U.S. patent application number 11/402530 was filed with the patent office on 2007-10-18 for filter seating monitor.
Invention is credited to Anthony DiLeo.
Application Number | 20070241510 11/402530 |
Document ID | / |
Family ID | 38197966 |
Filed Date | 2007-10-18 |
United States Patent
Application |
20070241510 |
Kind Code |
A1 |
DiLeo; Anthony |
October 18, 2007 |
Filter seating monitor
Abstract
The present invention discloses a method and apparatus for
monitoring the integrity of seals, especially those in filtering
elements. In one embodiment, an electrically conductive material is
used as the sealing material. The resistance of this material is
monitored, since it is known that electrical resistance is a
function of the compression or strain on the material. In a second
embodiment, one or more switches are installed in or on the end cap
of the filtering element. These switches engage when the filtering
element is properly seated. This information can then be conveyed
to the operator, such as via wireless communication.
Inventors: |
DiLeo; Anthony; (Westford,
MA) |
Correspondence
Address: |
NIELDS & LEMACK
176 EAST MAIN STREET, SUITE 7
WESTBORO
MA
01581
US
|
Family ID: |
38197966 |
Appl.
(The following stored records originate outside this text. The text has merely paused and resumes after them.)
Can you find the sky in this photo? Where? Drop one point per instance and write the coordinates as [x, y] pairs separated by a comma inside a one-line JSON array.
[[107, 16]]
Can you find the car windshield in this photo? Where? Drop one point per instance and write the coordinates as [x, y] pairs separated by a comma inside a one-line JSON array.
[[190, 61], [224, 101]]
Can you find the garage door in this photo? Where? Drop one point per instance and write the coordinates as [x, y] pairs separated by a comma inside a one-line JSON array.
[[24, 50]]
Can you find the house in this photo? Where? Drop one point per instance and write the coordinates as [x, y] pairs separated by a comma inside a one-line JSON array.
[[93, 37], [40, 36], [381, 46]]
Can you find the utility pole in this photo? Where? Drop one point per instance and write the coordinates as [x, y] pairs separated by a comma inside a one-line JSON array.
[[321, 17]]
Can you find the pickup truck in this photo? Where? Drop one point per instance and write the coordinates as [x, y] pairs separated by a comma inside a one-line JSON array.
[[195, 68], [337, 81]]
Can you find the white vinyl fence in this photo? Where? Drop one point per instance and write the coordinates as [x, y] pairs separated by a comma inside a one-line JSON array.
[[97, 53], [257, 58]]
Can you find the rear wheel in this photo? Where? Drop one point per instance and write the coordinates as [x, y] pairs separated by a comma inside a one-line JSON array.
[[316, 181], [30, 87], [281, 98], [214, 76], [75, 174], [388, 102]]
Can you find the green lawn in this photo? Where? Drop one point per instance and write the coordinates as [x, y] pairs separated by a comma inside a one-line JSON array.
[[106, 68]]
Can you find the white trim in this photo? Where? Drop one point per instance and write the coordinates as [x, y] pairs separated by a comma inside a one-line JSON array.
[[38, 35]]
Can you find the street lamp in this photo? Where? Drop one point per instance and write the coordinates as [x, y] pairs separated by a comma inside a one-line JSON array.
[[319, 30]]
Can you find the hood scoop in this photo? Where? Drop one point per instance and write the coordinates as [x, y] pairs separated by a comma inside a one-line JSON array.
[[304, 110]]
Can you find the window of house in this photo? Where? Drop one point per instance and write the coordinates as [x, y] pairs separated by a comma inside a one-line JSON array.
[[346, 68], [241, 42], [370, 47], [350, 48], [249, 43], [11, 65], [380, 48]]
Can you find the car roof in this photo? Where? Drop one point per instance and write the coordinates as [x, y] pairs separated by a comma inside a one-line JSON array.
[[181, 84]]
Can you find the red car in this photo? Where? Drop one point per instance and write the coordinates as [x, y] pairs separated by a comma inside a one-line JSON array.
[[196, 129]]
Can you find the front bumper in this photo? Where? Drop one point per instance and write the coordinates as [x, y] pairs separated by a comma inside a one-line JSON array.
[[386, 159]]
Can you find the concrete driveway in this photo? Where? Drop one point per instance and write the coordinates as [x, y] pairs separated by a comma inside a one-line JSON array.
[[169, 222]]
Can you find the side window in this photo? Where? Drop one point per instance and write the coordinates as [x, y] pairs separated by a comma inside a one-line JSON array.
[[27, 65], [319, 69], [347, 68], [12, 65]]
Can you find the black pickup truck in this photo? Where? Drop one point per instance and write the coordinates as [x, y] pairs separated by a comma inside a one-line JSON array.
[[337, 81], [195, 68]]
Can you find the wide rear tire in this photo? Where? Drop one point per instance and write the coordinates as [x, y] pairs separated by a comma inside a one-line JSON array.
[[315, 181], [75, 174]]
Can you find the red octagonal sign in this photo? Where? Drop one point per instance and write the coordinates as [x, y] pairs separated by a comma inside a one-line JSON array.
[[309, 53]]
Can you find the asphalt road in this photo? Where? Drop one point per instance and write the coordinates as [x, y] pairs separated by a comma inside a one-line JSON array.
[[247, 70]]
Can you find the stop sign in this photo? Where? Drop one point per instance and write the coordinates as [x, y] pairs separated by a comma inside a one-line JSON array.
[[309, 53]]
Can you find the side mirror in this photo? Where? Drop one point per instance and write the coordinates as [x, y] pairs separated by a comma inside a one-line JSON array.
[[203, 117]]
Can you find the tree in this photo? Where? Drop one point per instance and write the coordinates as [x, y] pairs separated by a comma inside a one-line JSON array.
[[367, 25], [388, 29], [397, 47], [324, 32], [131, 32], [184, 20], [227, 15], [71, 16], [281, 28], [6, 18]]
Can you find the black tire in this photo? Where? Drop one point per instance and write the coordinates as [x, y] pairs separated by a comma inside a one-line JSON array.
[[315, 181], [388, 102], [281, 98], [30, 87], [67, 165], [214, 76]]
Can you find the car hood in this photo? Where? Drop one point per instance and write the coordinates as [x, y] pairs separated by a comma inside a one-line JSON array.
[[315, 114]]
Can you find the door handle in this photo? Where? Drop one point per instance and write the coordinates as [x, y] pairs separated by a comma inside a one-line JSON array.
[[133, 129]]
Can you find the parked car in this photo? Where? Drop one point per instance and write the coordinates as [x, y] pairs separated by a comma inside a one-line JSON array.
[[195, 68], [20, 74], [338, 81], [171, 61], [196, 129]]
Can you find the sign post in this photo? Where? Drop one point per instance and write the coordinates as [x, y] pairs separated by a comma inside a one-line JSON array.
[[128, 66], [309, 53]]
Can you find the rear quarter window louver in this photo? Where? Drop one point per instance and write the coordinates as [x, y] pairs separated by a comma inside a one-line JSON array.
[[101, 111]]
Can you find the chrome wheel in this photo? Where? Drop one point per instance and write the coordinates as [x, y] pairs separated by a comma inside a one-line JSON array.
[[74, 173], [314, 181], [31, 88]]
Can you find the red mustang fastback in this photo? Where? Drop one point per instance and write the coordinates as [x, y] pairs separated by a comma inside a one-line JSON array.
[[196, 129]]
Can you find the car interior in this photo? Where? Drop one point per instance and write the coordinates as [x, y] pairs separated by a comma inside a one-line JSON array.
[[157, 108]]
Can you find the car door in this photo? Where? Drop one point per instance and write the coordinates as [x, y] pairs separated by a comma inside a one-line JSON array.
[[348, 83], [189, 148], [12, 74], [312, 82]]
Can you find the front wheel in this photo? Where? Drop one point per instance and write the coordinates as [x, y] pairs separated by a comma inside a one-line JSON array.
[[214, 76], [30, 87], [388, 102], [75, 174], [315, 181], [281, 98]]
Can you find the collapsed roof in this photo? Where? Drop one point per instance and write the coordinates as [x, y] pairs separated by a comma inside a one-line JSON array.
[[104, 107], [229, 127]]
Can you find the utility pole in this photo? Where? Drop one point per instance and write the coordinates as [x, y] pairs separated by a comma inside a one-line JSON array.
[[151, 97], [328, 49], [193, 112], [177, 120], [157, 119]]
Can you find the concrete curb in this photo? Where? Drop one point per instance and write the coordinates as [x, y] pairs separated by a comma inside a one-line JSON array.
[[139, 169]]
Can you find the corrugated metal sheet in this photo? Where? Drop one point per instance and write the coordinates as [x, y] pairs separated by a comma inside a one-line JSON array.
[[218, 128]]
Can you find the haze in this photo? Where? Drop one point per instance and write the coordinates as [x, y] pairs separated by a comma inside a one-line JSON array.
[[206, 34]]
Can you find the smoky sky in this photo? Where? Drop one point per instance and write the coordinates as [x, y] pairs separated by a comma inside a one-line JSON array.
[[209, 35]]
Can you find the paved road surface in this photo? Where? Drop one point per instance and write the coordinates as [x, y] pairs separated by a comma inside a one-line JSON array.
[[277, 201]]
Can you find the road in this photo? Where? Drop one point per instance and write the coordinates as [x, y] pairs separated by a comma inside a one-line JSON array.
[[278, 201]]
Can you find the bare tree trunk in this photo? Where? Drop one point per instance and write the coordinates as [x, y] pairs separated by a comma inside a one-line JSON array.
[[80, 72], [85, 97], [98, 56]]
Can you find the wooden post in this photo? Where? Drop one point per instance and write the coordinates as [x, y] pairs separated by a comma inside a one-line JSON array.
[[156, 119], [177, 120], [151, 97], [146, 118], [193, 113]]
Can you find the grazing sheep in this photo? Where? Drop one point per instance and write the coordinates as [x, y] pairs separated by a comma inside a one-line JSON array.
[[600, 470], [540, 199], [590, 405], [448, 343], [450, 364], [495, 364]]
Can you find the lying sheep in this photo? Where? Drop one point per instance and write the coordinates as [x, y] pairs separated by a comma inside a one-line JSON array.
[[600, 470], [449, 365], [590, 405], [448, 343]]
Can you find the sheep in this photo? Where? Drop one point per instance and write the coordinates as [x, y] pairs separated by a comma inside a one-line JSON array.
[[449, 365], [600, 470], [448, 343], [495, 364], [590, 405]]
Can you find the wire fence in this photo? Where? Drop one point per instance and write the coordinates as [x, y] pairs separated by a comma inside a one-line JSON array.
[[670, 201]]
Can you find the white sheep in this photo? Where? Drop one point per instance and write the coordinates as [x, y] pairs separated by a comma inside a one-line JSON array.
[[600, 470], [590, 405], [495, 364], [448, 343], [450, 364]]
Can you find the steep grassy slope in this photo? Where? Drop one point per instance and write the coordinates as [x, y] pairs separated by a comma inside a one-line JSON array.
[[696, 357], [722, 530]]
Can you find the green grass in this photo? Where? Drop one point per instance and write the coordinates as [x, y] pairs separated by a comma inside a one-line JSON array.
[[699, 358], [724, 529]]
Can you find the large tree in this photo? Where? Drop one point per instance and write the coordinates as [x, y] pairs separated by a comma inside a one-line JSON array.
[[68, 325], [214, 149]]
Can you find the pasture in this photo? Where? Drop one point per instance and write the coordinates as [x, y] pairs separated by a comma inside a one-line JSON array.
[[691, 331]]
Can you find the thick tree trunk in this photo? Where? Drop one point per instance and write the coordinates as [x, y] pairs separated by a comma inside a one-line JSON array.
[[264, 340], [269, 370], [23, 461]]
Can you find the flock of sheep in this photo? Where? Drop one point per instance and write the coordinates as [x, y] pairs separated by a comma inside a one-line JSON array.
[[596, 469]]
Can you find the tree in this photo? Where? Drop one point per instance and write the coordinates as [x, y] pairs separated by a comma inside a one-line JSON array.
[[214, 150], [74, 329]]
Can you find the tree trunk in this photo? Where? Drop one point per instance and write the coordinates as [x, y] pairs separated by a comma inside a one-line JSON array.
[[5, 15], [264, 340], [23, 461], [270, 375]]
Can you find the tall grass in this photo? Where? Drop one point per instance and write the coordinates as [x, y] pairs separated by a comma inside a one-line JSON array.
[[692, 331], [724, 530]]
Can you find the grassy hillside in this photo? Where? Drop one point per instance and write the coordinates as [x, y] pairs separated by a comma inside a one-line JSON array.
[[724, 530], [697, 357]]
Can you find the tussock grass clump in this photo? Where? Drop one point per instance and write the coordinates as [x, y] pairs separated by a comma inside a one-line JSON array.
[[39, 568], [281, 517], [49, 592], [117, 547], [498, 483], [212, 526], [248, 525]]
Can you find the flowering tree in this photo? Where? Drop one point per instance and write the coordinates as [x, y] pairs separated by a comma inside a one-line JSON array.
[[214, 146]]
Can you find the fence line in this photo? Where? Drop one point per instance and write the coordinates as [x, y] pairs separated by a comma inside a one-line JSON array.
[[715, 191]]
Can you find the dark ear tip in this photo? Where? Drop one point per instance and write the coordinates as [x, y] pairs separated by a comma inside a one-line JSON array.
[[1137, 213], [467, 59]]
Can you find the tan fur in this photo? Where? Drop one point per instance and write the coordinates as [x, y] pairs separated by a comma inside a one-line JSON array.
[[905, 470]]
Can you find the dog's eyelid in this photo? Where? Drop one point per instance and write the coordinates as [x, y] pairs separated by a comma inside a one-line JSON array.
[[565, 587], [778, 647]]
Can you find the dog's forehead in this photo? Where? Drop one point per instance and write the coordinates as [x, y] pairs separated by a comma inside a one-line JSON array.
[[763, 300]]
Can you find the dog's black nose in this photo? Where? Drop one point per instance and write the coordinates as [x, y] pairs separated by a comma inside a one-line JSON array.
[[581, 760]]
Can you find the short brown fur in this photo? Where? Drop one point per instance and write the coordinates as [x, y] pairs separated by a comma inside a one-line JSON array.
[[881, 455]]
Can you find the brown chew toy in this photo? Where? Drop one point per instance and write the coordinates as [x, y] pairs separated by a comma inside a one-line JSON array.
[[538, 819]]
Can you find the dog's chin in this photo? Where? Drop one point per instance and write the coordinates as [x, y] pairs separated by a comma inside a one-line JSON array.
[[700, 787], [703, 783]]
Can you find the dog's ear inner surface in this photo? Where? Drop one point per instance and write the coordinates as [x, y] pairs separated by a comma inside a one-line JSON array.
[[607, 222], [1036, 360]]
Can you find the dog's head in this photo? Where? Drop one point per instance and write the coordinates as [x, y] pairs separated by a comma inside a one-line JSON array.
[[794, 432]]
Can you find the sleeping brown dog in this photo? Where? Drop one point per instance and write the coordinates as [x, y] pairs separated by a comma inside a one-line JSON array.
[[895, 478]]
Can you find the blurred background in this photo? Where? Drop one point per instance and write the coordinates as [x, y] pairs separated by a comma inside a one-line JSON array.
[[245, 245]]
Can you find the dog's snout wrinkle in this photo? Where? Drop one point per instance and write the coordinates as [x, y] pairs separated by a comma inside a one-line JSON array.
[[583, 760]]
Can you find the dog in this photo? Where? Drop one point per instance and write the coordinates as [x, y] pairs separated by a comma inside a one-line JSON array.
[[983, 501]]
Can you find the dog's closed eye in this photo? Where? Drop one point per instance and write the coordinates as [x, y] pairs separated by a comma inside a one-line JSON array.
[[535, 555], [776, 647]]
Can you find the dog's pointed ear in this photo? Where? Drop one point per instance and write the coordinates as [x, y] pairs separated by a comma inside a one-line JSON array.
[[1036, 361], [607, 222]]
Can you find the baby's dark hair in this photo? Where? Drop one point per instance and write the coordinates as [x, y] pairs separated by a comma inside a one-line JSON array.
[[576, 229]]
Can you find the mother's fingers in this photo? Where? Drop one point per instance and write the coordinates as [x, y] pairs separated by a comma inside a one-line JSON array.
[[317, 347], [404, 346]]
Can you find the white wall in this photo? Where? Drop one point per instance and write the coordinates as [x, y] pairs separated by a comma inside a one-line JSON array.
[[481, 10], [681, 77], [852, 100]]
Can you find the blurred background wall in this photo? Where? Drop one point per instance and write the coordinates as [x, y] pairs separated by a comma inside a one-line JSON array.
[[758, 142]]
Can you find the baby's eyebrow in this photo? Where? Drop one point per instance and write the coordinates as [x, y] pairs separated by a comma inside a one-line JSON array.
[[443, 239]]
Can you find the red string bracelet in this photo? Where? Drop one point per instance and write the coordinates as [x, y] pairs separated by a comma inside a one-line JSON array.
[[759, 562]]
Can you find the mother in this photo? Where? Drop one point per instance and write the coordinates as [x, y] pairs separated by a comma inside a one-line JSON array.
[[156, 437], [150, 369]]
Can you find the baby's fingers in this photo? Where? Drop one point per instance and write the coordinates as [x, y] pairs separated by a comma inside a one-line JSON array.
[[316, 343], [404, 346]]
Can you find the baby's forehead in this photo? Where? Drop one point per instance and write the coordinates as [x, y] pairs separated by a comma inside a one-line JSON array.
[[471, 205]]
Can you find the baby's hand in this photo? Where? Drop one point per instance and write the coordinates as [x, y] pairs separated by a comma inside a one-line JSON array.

No.: |
11/402530 |
Filed: |
April 12, 2006 |
Current U.S.
Class: |
277/321 ;
73/865.9 |
Current CPC
Class: |
F16J 15/064 20130101;
B01D 2201/34 20130101; B01D 46/429 20130101; B01D 46/44 20130101;
B01D 35/14 20130101; F16J 15/3296 20130101 |
Class at
Publication: |
277/321 ;
073/865.9 |
International
Class: |
F16J 15/00 20060101
F16J015/00 |
Claims
1. A method for insuring the proper seating of a sealing element,
comprising: a. providing a conductive sealing element; b. providing
a circuit adapted to measure the conductivity of said sealing
element; c. utilizing said circuit to measure said conductivity;
and d. determining whether said measured conductivity is within a
predetermined range, wherein said predetermined range represents
conductivity values of a properly seated sealing element.
2. The method of claim 1, wherein said circuit is in communication
with said sealing element through a plurality of contacts.
3. The method of claim 2, wherein said sealing element is located
within a housing and said circuit is located outside of said
housing.
4. The method of claim 2, wherein said sealing element is located
within a housing and said circuit is located within said
housing.
5. The method of claim 1, wherein said determination is transmitted
to an operator.
6. The method of claim 5, wherein said transmission is performed
using wireless communication.
7. A sealing element capable of alerting an operator of its seating
status, comprising: a. a conductive material, having a known
coefficient of contraction; b. a circuit in communication with said
material, adapted to measure the conductivity of said material; and
c. means for transmitting said status to said operator.
8. The sealing element of claim 7, wherein said means for
transmitting comprises wireless communication.
9. The sealing element of claim 8, wherein said means of
transmitting comprises an RFID tag.
10. The sealing element of claim 7, wherein said status comprises
said measured conductivity.
11. The sealing element of claim 7, wherein said status comprises
an indication that said measured conductivity is within a
predetermined range.
12. A system for use with a housing, capable of alerting an
operator of the seating status of a sealing element within said
housing, comprising: a. said sealing element comprising a
conductive material; b. a circuit; c. at least two leads embedded
in an inner surface of said housing so as to contact said sealing
element when seated and also in communication with said circuit;
and d. means for transmitting said status to said operator.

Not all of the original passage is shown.